MOONLIGHT SERENADES by Thom Carnell (2018 Macabre Ink / 306 pp / trade paperback & eBook)

This collection spans several years, including pieces previously appearing in various issues of Carpe Noctem Magazine as well as several until-now-unpublished tales. In the author’s foreword, he’s open and candid about the loss of his mother, his resultant writer’s block, and eventual return to the page. Each story also features a small introduction, and mood-setting/amplifying quotes throughout to enhance the impact.

From organized crime in exotic foreign cities to teens at a small-town carnival to an old woman on her lonely mountain … from poignantly beautiful tales of love and loss to the perils of self-pleasure in a post-apocalyptic world … from a couple of cleverly-twisted takes on a familiar horror classic to a parent’s nightmarish revenge … they run a strange but engaging gamut.
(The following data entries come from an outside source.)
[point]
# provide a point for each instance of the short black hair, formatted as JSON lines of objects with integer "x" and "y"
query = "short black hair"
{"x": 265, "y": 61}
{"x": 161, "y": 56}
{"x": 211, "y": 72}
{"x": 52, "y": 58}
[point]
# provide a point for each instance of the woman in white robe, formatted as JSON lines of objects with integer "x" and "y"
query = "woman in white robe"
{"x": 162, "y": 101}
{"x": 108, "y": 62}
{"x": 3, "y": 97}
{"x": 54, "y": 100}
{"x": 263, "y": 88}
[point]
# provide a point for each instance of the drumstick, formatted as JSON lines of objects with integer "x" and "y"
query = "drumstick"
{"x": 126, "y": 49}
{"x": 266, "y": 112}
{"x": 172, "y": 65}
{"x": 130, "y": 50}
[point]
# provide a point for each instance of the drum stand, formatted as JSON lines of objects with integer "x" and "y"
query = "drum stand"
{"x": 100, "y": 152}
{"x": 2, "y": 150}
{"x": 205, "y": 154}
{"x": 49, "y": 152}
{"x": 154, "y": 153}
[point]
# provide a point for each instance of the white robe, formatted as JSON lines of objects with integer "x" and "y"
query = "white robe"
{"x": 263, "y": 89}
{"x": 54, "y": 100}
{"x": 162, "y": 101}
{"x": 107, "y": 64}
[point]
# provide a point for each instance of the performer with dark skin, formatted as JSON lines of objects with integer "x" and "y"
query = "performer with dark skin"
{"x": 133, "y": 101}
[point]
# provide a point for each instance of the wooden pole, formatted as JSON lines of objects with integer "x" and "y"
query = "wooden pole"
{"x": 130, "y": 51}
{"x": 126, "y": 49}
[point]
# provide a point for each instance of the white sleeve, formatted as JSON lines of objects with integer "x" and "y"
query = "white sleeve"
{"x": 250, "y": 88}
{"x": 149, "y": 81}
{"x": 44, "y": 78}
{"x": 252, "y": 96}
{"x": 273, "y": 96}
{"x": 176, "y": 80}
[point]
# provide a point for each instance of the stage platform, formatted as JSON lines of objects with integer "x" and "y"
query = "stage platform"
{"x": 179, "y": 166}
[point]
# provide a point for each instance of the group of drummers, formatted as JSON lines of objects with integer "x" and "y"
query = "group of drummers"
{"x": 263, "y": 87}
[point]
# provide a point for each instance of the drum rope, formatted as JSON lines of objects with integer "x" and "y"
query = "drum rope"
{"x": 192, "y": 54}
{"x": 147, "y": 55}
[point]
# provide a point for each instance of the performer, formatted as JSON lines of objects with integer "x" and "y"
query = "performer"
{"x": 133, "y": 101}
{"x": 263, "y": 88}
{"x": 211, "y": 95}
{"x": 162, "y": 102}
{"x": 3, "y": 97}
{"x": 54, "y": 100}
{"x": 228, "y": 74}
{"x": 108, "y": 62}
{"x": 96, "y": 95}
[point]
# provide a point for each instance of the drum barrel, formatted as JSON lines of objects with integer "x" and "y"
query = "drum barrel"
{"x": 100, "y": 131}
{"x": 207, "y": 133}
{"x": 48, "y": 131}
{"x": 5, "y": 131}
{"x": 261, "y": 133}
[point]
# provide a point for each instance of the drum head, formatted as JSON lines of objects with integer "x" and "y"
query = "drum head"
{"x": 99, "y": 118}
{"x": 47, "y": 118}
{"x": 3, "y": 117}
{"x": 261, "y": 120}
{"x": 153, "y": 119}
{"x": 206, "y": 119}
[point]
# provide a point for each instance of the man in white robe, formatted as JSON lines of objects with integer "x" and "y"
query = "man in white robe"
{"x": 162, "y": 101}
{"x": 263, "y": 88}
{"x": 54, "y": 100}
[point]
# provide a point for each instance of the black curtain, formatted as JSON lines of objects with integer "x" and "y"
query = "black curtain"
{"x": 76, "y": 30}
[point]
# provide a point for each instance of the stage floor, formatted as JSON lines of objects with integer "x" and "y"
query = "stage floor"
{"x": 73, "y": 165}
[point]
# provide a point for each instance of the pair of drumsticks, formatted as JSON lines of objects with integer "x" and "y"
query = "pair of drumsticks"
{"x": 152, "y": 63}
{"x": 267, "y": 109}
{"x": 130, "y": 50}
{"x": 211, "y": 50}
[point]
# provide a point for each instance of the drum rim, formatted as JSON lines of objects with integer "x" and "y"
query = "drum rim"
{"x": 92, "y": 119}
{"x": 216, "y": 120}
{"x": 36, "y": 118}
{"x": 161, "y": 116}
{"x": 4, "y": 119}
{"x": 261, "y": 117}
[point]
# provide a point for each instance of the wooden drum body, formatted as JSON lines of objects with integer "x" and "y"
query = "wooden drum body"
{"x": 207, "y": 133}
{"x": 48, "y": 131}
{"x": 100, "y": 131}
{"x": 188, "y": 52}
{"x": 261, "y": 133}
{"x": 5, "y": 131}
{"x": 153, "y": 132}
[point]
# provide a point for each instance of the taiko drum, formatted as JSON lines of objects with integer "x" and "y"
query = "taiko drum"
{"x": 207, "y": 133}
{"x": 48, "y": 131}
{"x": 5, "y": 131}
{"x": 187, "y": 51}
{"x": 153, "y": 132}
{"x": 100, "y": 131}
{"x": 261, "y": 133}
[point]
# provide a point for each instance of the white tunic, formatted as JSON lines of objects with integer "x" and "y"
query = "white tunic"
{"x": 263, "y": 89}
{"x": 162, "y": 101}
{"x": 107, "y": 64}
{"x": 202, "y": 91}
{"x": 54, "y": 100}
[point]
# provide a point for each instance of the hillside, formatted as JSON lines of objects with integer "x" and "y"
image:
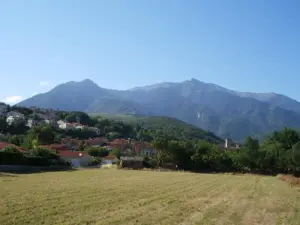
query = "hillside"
{"x": 165, "y": 126}
{"x": 225, "y": 112}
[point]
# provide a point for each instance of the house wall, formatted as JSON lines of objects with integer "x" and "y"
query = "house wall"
{"x": 78, "y": 161}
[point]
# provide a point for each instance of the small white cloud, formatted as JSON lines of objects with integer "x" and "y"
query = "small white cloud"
{"x": 13, "y": 99}
{"x": 43, "y": 83}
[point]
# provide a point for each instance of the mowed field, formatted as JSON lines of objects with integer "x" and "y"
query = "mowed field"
{"x": 110, "y": 196}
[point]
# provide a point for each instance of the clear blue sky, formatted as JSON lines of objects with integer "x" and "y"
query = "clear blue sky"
{"x": 243, "y": 45}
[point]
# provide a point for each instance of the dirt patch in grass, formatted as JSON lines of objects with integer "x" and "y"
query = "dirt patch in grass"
{"x": 291, "y": 180}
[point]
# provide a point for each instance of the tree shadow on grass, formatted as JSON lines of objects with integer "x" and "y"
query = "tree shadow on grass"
{"x": 7, "y": 175}
{"x": 31, "y": 169}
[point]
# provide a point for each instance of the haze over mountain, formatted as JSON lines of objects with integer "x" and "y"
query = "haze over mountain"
{"x": 225, "y": 112}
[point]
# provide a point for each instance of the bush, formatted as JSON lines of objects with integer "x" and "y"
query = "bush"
{"x": 45, "y": 153}
{"x": 36, "y": 161}
{"x": 11, "y": 158}
{"x": 97, "y": 152}
{"x": 11, "y": 149}
{"x": 94, "y": 161}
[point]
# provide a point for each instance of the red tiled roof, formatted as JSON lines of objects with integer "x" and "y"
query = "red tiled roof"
{"x": 96, "y": 141}
{"x": 109, "y": 157}
{"x": 58, "y": 147}
{"x": 5, "y": 144}
{"x": 72, "y": 154}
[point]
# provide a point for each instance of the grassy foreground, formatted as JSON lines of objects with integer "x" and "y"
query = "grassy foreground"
{"x": 109, "y": 196}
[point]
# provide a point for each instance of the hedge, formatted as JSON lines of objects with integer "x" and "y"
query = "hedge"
{"x": 9, "y": 158}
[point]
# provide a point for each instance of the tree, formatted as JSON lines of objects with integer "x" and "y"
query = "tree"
{"x": 45, "y": 153}
{"x": 79, "y": 117}
{"x": 115, "y": 152}
{"x": 296, "y": 154}
{"x": 97, "y": 151}
{"x": 11, "y": 149}
{"x": 3, "y": 124}
{"x": 162, "y": 146}
{"x": 46, "y": 135}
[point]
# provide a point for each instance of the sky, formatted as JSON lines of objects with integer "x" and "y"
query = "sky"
{"x": 244, "y": 45}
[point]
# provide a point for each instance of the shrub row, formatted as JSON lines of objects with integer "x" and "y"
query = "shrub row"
{"x": 9, "y": 158}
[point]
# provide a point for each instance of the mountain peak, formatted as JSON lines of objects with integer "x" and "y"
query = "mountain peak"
{"x": 87, "y": 81}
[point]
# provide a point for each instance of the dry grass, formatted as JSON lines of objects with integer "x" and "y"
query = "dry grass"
{"x": 291, "y": 180}
{"x": 110, "y": 196}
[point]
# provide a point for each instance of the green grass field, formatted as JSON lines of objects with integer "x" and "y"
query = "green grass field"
{"x": 110, "y": 196}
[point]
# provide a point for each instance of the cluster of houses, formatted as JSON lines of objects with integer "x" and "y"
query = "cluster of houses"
{"x": 68, "y": 149}
{"x": 49, "y": 117}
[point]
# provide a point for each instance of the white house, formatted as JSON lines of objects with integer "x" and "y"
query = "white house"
{"x": 108, "y": 160}
{"x": 64, "y": 125}
{"x": 77, "y": 159}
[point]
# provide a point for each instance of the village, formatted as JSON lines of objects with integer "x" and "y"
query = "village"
{"x": 73, "y": 150}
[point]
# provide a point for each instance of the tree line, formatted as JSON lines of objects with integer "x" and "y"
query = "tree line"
{"x": 278, "y": 153}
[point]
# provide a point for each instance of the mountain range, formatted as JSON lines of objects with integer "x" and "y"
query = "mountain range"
{"x": 227, "y": 113}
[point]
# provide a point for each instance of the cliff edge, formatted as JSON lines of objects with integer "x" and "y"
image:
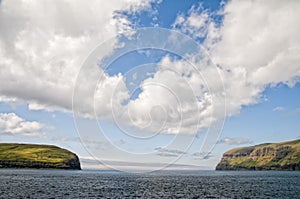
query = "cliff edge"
{"x": 270, "y": 156}
{"x": 37, "y": 156}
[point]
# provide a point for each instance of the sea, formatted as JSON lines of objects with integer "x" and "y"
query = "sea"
{"x": 16, "y": 183}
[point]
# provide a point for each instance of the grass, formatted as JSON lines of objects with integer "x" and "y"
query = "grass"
{"x": 32, "y": 154}
{"x": 270, "y": 155}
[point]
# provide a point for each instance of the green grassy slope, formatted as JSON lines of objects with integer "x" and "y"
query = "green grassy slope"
{"x": 273, "y": 156}
{"x": 36, "y": 156}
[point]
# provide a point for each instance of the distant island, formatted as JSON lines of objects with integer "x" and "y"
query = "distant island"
{"x": 269, "y": 156}
{"x": 37, "y": 157}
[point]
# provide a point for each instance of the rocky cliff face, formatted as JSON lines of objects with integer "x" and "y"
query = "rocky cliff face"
{"x": 276, "y": 156}
{"x": 37, "y": 156}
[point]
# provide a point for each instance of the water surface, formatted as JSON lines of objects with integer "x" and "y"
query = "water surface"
{"x": 101, "y": 184}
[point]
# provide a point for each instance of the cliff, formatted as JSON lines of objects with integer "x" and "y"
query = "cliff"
{"x": 274, "y": 156}
{"x": 37, "y": 156}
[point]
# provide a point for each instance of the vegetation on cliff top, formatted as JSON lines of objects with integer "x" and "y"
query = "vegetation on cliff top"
{"x": 36, "y": 156}
{"x": 270, "y": 156}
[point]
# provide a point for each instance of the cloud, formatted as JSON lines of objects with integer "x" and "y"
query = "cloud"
{"x": 42, "y": 48}
{"x": 278, "y": 108}
{"x": 251, "y": 52}
{"x": 43, "y": 43}
{"x": 12, "y": 124}
{"x": 235, "y": 141}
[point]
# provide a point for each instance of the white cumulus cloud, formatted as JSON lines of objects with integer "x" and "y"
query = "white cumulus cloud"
{"x": 10, "y": 123}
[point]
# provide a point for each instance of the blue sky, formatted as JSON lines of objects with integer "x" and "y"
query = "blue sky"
{"x": 150, "y": 108}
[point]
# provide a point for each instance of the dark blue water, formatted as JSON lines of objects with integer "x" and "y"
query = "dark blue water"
{"x": 202, "y": 184}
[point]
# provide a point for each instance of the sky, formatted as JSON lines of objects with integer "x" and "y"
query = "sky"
{"x": 151, "y": 84}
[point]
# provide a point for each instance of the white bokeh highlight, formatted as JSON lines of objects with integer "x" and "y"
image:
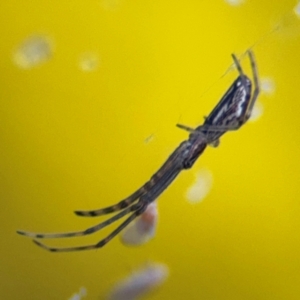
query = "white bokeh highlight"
{"x": 33, "y": 51}
{"x": 140, "y": 282}
{"x": 142, "y": 229}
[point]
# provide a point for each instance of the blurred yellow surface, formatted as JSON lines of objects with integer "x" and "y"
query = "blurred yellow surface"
{"x": 96, "y": 118}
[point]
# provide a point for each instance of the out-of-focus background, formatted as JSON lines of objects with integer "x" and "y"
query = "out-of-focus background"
{"x": 90, "y": 92}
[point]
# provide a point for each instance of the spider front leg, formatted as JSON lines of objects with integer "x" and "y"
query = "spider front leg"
{"x": 87, "y": 231}
{"x": 100, "y": 244}
{"x": 113, "y": 208}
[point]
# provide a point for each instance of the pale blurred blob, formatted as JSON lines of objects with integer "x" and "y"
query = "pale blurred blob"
{"x": 267, "y": 85}
{"x": 142, "y": 229}
{"x": 140, "y": 282}
{"x": 257, "y": 112}
{"x": 89, "y": 62}
{"x": 297, "y": 10}
{"x": 33, "y": 51}
{"x": 201, "y": 187}
{"x": 78, "y": 296}
{"x": 235, "y": 2}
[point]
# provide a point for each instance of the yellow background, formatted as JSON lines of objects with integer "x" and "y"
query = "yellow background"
{"x": 78, "y": 140}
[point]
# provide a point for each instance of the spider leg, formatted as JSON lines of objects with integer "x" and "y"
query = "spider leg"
{"x": 87, "y": 231}
{"x": 103, "y": 242}
{"x": 256, "y": 84}
{"x": 110, "y": 209}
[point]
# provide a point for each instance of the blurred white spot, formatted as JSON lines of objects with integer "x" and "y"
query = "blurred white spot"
{"x": 234, "y": 2}
{"x": 142, "y": 229}
{"x": 110, "y": 4}
{"x": 140, "y": 282}
{"x": 201, "y": 187}
{"x": 257, "y": 112}
{"x": 88, "y": 62}
{"x": 78, "y": 296}
{"x": 297, "y": 10}
{"x": 33, "y": 51}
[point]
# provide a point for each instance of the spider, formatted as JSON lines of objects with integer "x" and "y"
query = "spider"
{"x": 232, "y": 111}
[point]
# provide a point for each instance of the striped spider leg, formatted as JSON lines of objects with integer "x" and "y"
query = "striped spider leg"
{"x": 232, "y": 111}
{"x": 143, "y": 197}
{"x": 234, "y": 108}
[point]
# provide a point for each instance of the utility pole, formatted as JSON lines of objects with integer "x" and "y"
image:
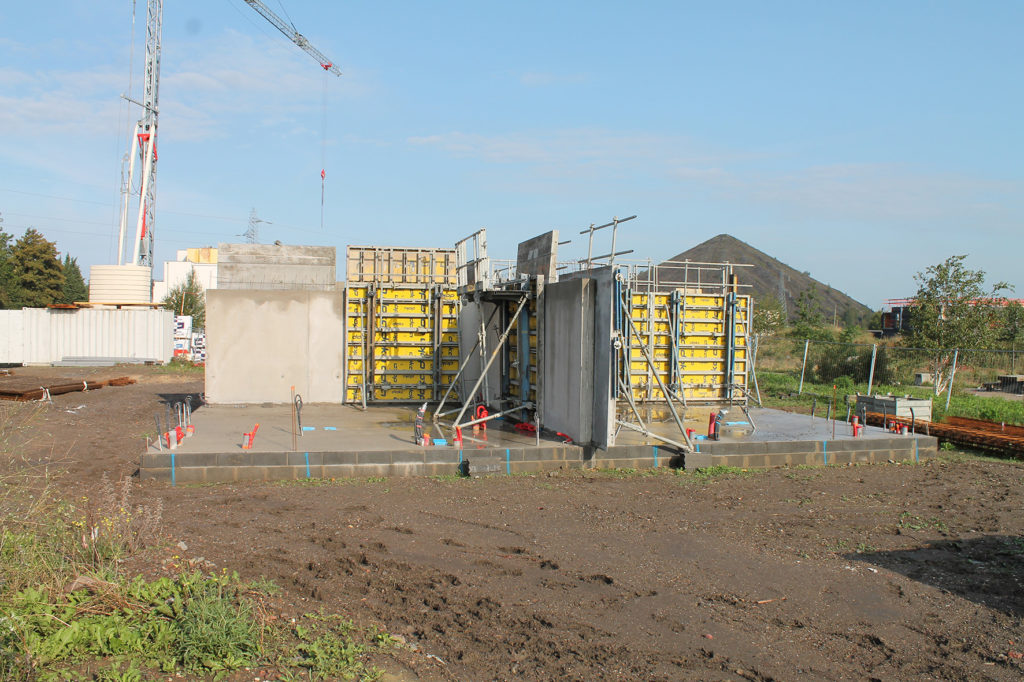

With lots of zombies, but not all zombies!

Many of the stories, particularly those involving recurring character and general tough guy Cleese, showcase the author’s extensive studies and practice of martial arts. While I appreciate the technical aspects of this, I’ve always found too much detailed precision and play-by-play choreography somewhat tedious and off-putting in combat and other action scenes. Important for the author to know, maybe, but for the reader it can often bog things down and turn what’s meant to be exciting into a skim-past-it or a slog.

My personal favorite of the collection is the gleefully-imagined “Clown Town.” It’s clown noir. Yes. Clown noir. In which society is structured of every type of clown you can think of, from the elite Harlequins at the top down on through rodeo clowns, keystone-cop clowns, and mimes.